JudikaturJustiz7Ob203/70

7Ob203/70 – OGH Entscheidung

Entscheidung
18. November 1970

Kopf

SZ 43/212

Spruch

Gemäß § 3 Abs 1 JN ist der Rekurs gegen die Entscheidung des Erstgerichtes von dem vorgesetzten Kreis- oder Landesgericht zu erledigen. Es geht daher nicht an, daß der OGH, ohne daß die zweite Instanz in der Sache selbst entschieden hätte, über den gegen den erstrichterlichen Beschluß eingebrachten Rekurs entscheidet

OGH 18. November 1970, 7 Ob 203/70 (OLG Wien 6 R 153/70; LGZ Wien 40 a Cg 189/69)

Text

Der Kläger beantragt, die Beklagten zur ungeteilten Hand zur Zahlung von 116.319.64 S und 41.017.17 S s A zu verurteilen, allenfalls sie schuldig zu erkennen, ihm folgende Beträge zu bezahlen, u zw die Erst- bis Viertbeklagten je 16.000 S und je 5800 S, sowie die Fünftbis Zehntbeklagten je 8653.25 S und 3003 S. Er bringt folgendes vor:

Die Beklagten waren Kommanditisten der im Handelsregister des Kreisals Handelsgerichtes Wiener Neustadt eingetragenen "E-Textilwerke Kommanditgesellschaft". Die Gesellschafter beschlossen am 9. Juni 1961 die stille Liquidierung der Gesellschaft und bestellten den Kläger zum Liquidator. Sie beriefen ihn jedoch im Mai 1963 wieder ab. Der Kläger machte gegen die Gesellschaft seine Forderungen aus der Tätigkeit für das Unternehmen geltend. Es wurden ihm 118.000 S samt Zinsen und 41.037.17 S an Kosten rechtskräftig zuerkannt. Durch dem Gesetze widersprechende Geldtransaktionen gelang es den Beklagten, die überdies die Gesellschaft während der Dauer des vom Kläger angestrengten Honorarprozesses im Handelsregister löschen ließen, die Vermögenswerte der Gesellschaft sich zuzuwenden und damit die Befriedigung der Forderung des Klägers listig gemeinschaftlich zu verhindern. Die Beklagten haften daher dem Kläger unmittelbar und solidarisch.

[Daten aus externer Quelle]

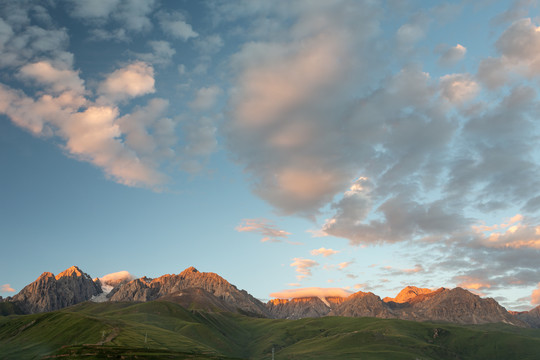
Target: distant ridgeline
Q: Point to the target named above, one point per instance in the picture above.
(194, 315)
(210, 292)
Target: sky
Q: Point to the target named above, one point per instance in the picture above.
(292, 147)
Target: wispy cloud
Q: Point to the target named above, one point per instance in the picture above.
(264, 227)
(323, 251)
(450, 55)
(303, 267)
(535, 296)
(310, 292)
(344, 265)
(6, 288)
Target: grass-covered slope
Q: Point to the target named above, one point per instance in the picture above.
(161, 329)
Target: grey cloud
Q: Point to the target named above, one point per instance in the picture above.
(161, 54)
(450, 55)
(174, 24)
(518, 10)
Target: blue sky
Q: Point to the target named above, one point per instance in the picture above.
(360, 145)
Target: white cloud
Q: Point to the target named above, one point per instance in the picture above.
(303, 267)
(161, 54)
(174, 24)
(311, 292)
(459, 88)
(91, 131)
(264, 227)
(206, 98)
(209, 44)
(452, 55)
(116, 278)
(57, 80)
(93, 9)
(535, 296)
(324, 252)
(131, 15)
(133, 80)
(344, 265)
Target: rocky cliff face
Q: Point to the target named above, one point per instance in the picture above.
(363, 304)
(145, 289)
(458, 306)
(50, 292)
(302, 307)
(407, 294)
(455, 305)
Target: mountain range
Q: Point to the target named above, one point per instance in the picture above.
(210, 292)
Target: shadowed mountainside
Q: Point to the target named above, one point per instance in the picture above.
(210, 292)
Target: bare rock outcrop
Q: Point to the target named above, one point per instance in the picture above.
(49, 292)
(362, 304)
(145, 289)
(299, 308)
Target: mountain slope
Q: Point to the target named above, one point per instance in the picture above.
(145, 289)
(49, 292)
(299, 308)
(102, 330)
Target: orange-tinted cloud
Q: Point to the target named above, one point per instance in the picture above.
(323, 251)
(303, 266)
(535, 296)
(310, 292)
(116, 277)
(265, 227)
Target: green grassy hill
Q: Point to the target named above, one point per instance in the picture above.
(166, 330)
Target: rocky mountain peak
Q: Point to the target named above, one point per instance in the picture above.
(46, 275)
(190, 270)
(73, 271)
(147, 290)
(49, 292)
(408, 293)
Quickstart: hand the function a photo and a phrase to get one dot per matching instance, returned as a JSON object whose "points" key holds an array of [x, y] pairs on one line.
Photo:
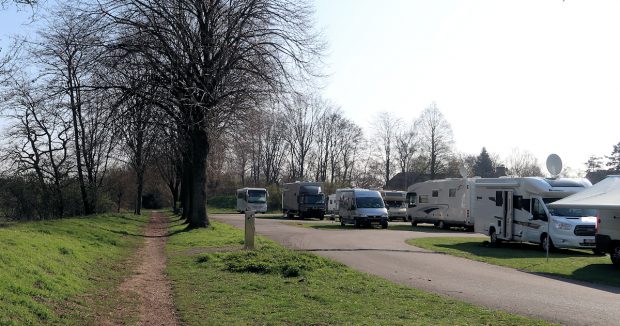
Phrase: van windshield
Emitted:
{"points": [[314, 199], [257, 196], [369, 202], [395, 203], [568, 212]]}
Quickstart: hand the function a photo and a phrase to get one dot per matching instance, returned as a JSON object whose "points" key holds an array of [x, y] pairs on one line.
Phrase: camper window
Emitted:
{"points": [[499, 198], [538, 210]]}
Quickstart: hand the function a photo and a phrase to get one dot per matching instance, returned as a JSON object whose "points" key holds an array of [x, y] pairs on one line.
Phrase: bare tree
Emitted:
{"points": [[218, 58], [435, 138], [386, 127], [523, 164]]}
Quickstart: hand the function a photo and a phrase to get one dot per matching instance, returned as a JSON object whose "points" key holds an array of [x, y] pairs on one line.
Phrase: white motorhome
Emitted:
{"points": [[395, 204], [362, 207], [444, 203], [604, 197], [515, 209], [252, 199]]}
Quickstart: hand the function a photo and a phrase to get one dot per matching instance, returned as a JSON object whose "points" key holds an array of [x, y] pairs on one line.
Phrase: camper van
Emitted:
{"points": [[515, 209], [444, 203], [395, 204], [252, 199], [362, 207], [603, 197], [304, 199]]}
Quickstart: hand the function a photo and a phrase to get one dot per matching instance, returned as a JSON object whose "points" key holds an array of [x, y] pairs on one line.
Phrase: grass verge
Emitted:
{"points": [[217, 283], [579, 265], [62, 272]]}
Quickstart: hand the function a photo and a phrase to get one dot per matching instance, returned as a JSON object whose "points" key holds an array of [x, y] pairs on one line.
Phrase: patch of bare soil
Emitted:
{"points": [[148, 282]]}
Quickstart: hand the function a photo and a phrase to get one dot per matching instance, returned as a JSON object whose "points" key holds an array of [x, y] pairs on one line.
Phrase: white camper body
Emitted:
{"points": [[252, 199], [515, 209], [395, 202], [362, 207], [444, 203]]}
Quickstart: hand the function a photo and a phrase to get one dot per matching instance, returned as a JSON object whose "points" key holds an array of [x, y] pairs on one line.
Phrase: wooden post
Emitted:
{"points": [[249, 230]]}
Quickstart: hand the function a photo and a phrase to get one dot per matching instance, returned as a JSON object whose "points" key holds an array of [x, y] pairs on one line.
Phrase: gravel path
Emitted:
{"points": [[148, 282]]}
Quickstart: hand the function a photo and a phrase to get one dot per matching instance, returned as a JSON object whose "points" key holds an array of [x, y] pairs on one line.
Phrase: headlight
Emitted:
{"points": [[563, 226]]}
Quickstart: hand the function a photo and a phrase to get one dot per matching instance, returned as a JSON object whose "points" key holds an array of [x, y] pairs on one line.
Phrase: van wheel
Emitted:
{"points": [[493, 238], [545, 242], [615, 254]]}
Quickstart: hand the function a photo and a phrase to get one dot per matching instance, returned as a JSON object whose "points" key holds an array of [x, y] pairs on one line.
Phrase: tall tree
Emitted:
{"points": [[483, 166], [523, 164], [219, 58], [386, 127], [435, 138]]}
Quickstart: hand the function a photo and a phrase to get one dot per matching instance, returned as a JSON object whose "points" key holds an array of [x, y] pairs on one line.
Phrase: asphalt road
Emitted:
{"points": [[384, 253]]}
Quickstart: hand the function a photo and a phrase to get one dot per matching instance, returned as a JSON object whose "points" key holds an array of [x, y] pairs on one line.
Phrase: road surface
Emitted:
{"points": [[384, 253]]}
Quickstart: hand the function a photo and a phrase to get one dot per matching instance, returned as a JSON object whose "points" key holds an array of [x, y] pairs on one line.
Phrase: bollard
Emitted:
{"points": [[249, 230]]}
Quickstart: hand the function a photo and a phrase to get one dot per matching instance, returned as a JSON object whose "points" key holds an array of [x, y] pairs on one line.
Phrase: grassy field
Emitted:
{"points": [[573, 264], [217, 283], [64, 272]]}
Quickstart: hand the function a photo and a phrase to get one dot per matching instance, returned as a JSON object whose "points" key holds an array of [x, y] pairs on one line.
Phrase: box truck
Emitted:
{"points": [[304, 199]]}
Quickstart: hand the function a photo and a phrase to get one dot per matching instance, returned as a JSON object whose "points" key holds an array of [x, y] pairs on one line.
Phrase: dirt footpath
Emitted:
{"points": [[148, 282]]}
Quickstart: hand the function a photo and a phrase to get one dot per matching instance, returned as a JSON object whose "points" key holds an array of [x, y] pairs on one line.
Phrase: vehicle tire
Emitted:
{"points": [[543, 242], [615, 254], [493, 238]]}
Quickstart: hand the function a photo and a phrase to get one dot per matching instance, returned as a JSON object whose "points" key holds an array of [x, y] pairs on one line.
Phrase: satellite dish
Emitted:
{"points": [[554, 165], [463, 171]]}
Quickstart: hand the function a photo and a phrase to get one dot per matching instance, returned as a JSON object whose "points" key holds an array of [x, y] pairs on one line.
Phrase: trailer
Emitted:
{"points": [[515, 209], [252, 199], [395, 204], [304, 199], [443, 203]]}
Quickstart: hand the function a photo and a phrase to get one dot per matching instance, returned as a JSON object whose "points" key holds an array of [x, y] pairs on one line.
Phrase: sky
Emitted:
{"points": [[536, 75]]}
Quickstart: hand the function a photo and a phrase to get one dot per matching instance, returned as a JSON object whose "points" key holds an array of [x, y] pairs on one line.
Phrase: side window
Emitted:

In der ersten Tagsatzung vom 27. Februar 1970 wendeten die Acht- bis Zehntbeklagten sachliche Unzuständigkeit des angerufenen Gerichtes ein, da das Handelsgericht zuständig sei. Die ursprünglich gleichfalls erhobene Einrede der örtlichen Unzuständigkeit wurde in der Folge zurückgezogen. In der Verhandlungstagsatzung vom 8. Juni 1970 schränkte das Erstgericht das Verfahren auf die Frage der sachlichen Zuständigkeit ein und faßte den Beschluß, hinsichtlich der Erst- bis Siebtbeklagten die Frage der Zuständigkeit von Amts wegen aufzurollen. Der Kläger stellte den Antrag, für den Fall, daß der Unzuständigkeitseinrede Folge gegeben werden sollte, die Rechtssache an das Handelsgericht als nicht offenbar unzuständiges Gericht zu überweisen.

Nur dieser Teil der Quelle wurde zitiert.